Strongly Correlated Electronic Oxides






Research focus lies on electronic correlations in oxide thin films. Due to Coulomb electron-electron interaction and strong electron-phonon and spin-phonon coupling the 3d-transition-metal oxides demonstrate a number of coupled phase transitions, i.e. Metal-Insulator, Ferro(Antiferro)-Paramagnetic, Charge/Orbital Ordering and Structural Phase Transition. The strongly correlated electronic oxides (SCEO) include materials with perovskite structure, ABO3, containing 3d-(V, Mn, Co, Fe) and 4d-(Mo, Ru) transition metal ions at the B-site and rare earth (La, Pr) and alkali (Ca, Sr, Ba) ions occupying A-sites. Electronic correlations and phase transitions in bulk SCEO can be controlled by chemical doping and/or isovalent substitutions. In thin films an additional nanoscale control by tuning the film architecture, dimensionality and interfaces is possible.



Growth challenges

We are developing novel approaches and technologies to grow thin films and hetero-structures of SCEO using in-situ atomic layer growth control by optical ellipsometry. Our technique (see Fig), Metalorganic Aerosol Deposition (MAD), is a chemical deposition route, which uses aerosols of metalorganic precursors to control the stoichiometry of the grown film.
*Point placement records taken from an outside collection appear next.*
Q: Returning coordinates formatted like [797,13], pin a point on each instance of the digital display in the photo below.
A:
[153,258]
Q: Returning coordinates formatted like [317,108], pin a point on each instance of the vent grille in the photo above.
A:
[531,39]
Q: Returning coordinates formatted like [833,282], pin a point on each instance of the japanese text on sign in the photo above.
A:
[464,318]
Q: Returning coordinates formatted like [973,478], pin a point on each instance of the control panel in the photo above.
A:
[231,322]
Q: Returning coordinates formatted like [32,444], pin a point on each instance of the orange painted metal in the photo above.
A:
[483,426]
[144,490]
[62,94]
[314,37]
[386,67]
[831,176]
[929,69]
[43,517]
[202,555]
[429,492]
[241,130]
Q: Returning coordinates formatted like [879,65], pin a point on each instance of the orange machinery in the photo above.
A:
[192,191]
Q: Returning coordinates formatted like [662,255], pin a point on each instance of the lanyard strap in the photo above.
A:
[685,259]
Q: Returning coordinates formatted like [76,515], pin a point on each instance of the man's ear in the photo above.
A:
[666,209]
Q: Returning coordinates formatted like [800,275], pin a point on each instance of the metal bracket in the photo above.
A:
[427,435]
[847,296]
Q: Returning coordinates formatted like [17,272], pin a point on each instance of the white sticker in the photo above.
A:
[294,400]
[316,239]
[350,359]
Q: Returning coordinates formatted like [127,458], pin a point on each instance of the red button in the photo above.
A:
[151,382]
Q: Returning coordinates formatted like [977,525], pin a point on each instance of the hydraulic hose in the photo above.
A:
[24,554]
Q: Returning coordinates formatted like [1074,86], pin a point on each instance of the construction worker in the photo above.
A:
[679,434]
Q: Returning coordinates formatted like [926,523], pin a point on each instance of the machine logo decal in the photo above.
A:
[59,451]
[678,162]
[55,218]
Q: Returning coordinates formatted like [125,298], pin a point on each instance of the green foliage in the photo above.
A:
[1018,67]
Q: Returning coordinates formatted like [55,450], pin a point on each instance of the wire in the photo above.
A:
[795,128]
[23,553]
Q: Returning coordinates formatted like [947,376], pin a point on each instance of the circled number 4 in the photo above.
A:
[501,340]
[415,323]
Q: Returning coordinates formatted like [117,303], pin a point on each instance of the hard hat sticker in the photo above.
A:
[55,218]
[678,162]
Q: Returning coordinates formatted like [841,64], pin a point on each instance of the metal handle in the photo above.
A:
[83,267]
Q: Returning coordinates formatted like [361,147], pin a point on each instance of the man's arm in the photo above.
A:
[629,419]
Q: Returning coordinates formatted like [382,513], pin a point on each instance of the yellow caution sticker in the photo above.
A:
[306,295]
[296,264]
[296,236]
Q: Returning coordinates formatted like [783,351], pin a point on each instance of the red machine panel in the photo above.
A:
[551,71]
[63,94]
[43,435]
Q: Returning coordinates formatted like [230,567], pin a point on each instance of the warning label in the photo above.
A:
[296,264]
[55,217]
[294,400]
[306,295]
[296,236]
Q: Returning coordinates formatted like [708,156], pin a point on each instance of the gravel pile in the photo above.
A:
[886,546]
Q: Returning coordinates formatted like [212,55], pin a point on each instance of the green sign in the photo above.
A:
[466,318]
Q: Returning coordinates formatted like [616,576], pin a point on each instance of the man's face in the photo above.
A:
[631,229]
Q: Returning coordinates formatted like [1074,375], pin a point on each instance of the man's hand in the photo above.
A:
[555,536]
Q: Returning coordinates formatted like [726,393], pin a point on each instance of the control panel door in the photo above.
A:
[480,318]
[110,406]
MAD is a vacuum-free technique and provides growth conditions close to the equilibrium (temperature, deposition rate and oxygen partial pressure), which could be advantageous for growth of SCEO. Our current interests are:

a) fine controlling of the growth atmosphere (Ar/O2 ratio);

b) an adaptive MAD growth by getting feedback between the ellipsometry signal and precursor dosing units and

c) in-situ growth of microstructured films with extremely high deposition rates ~1 ?/s.



Structure

The crystal structure and architecture of SCEO heterostructures is studied by global (X-ray diffraction and reflectometry) and local (STM/AFM, SEM) techniques. In addition, Raman & Tip-Enhanced Raman Spectroscopy (TERS) allow us to correlate the phonon spectra and crystal symmetry, which could be especially advantageous by monitoring phase transitions, driven by temperature, electric and magnetic field as well as by light.



Electronic properties and magnetism

Transport and magnetism is studied by dc/ac electric (PPMS) and magnetic (SQUID, MOKE) techniques in a wide range of temperatures and applied magnetic fields. The main aim is to study emergent exchange coupling (AFM/FM) phenomena mediated by correlated Jahn-Teller polarons at the 1 order transition in electronically and/or structurally phase separated manganites. A possibility to tune the exchange coupling and crystal structure in manganite/titanite superlattices by means of interface engineering and strain was demonstrated. Electronic reconstructions at atomically sharp interfaces in A-AFM/G-AFM superlattices were shown to result in a new interfacial high-Tc ferromagnetic phase.




MAD
Figure: A scheme of MAD installation with in-situ growth control by optical ellipsometry.